Did he really believe such a delay was possible? ‘Then do us all a favour and watch that girl. Paulette may well be enjoying herself but freedom always has its price. I am certain she either knows where the money is or who stole it. They,’ he indicated the men and particularly the table where Kaestner sat with Baumann and the others, ‘may not be so patient with her as we would wish.’

As Kerjean reached for his cap and gloves, Kohler asked if he had seen the autopsy report on the shopkeeper and saw him shake his head. ‘My assistant will have done so. I am sorry, but I had no time.’

‘Didn’t Louis say anything about it?’

There was that shrug. ‘He was freezing, wet to the skin and had received several terrible blows to the back of the head. He was dazed and in a great deal of pain. We must get him to a doctor. Another of the pieces we must pick up, Inspector. Stubborn like our peasants and refusing absolutely to let me take him straight to the hospital here, but the concussion all the same, I think.’

Kohler watched him leave then looked the place over. There was now no sign of the Captain or of Baumann and the boy or the Second Engineer. They had somehow left the party unnoticed and quickly. Even Death’s-head Schultz had vacated the table and others now crowded round it.

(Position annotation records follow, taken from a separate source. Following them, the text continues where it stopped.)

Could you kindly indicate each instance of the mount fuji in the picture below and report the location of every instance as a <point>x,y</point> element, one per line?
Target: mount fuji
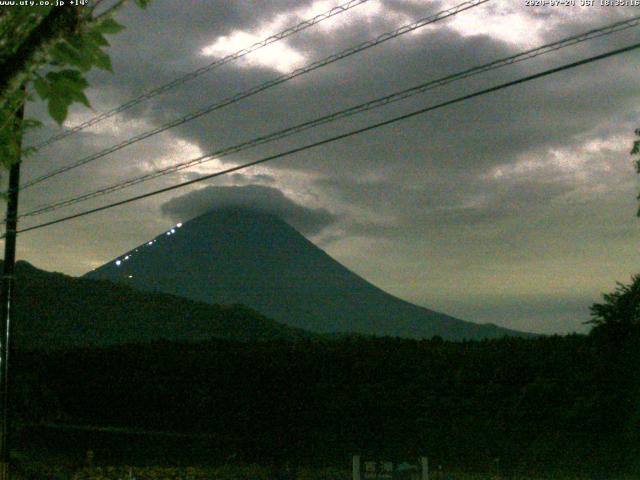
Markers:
<point>244,256</point>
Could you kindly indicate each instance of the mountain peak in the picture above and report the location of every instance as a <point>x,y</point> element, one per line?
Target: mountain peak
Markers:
<point>242,255</point>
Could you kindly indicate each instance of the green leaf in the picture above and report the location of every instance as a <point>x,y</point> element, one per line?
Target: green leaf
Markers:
<point>102,61</point>
<point>42,87</point>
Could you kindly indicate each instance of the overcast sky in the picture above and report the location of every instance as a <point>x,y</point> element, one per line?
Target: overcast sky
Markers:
<point>516,208</point>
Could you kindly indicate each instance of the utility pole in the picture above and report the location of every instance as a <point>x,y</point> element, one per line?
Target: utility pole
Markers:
<point>6,298</point>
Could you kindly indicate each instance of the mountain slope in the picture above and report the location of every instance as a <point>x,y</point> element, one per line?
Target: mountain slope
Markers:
<point>54,310</point>
<point>256,259</point>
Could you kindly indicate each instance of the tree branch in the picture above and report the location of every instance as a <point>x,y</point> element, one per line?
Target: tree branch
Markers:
<point>59,22</point>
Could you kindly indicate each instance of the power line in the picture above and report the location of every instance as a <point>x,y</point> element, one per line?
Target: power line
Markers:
<point>338,137</point>
<point>200,71</point>
<point>262,87</point>
<point>363,107</point>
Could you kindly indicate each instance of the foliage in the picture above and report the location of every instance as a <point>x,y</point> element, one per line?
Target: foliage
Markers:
<point>622,307</point>
<point>54,310</point>
<point>50,48</point>
<point>554,405</point>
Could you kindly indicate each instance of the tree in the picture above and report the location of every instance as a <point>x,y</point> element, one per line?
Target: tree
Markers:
<point>622,307</point>
<point>50,48</point>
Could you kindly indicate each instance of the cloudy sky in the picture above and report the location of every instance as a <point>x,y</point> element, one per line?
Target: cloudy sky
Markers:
<point>516,208</point>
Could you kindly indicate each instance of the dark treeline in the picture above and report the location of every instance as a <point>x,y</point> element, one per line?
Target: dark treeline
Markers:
<point>551,404</point>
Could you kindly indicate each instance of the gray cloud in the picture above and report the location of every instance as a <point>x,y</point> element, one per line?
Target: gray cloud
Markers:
<point>422,206</point>
<point>309,221</point>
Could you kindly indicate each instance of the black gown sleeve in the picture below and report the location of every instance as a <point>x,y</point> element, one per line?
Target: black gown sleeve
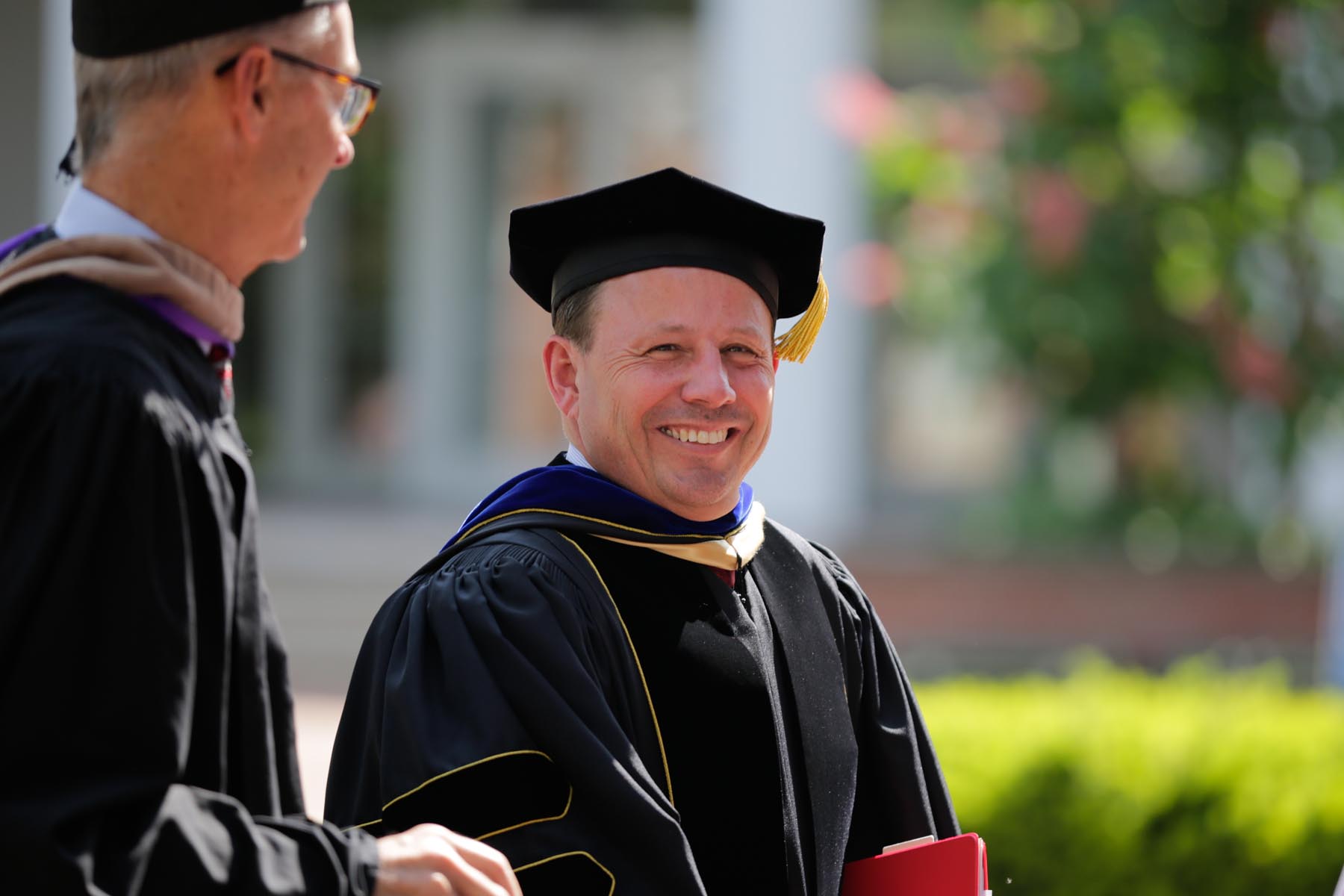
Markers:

When Paulette le Trocquer, breathless and radiant, came towards him, he had to grin and take her by the hand. Someone called Kay Kyser was singing something called ‘Playmates’. Then there was ‘Marie’ and then there was ‘I’m Getting Sentimental Over You’.

But still there was no further sign of the Dollmaker and the others. None at all.

It was now nearly 1 a.m. Berlin Time, Tuesday the 5th of January and some fifty-two hours since they had arrived in the area to begin the investigation. Parting the heavy green brocade drapes in Yvon Charbonneau’s study, St-Cyr looked out into darkness and rain. The clay pits would be awash. Another hour and where would he have been? Drowned by swallowing that thick, creamy milk of clay? Buried in it perhaps for ever. Yet it was not easy to be released from one trouble only to fall into another.

‘K and R,’ he muttered grimly. ‘Kämmer and Reinhardt.’

He turned away but stood looking across the cluttered refuse, the hints at former lives so distant from his own. ‘The bits and pieces of lost millennia,’ he murmured, ‘and those of a doll.’

In need of tobacco, he found a tin Charbonneau had used as a makeshift ashtray, and dumping it out, toasted the remaining contents of the Obersteuermann Baumann’s tobacco pouch over the fire. That everything should boil down to a doll was frightening. Emotionally exhausted by her fear that he would discover what she had done, the child had dropped off to sleep. The chaise-longue with its black lace and cream silk had become her bier. The finely chiselled face, with its large eyes closed, had become the face of innocence, but behind that innocence lay a hardness that deeply troubled.

He stood a moment more trying to fathom exactly what she had done. The dolls up there in the attic had waited too, with breath seemingly held. All of them had watched her from the mirrors. Image after image had been repeated. Some had even overlapped themselves.

They had watched him too, so much so that for a moment there he had been afraid to move for fear of frightening them. They were so lifelike.

The Dollmaker, who could identify each maker’s bisque with his eyes closed, must have been all too aware that the fragments were not from a Jumeau, a Steiner or a Bru. He had given up the pieces readily enough during the interrogation which could only mean he had been satisfied they no longer posed a threat.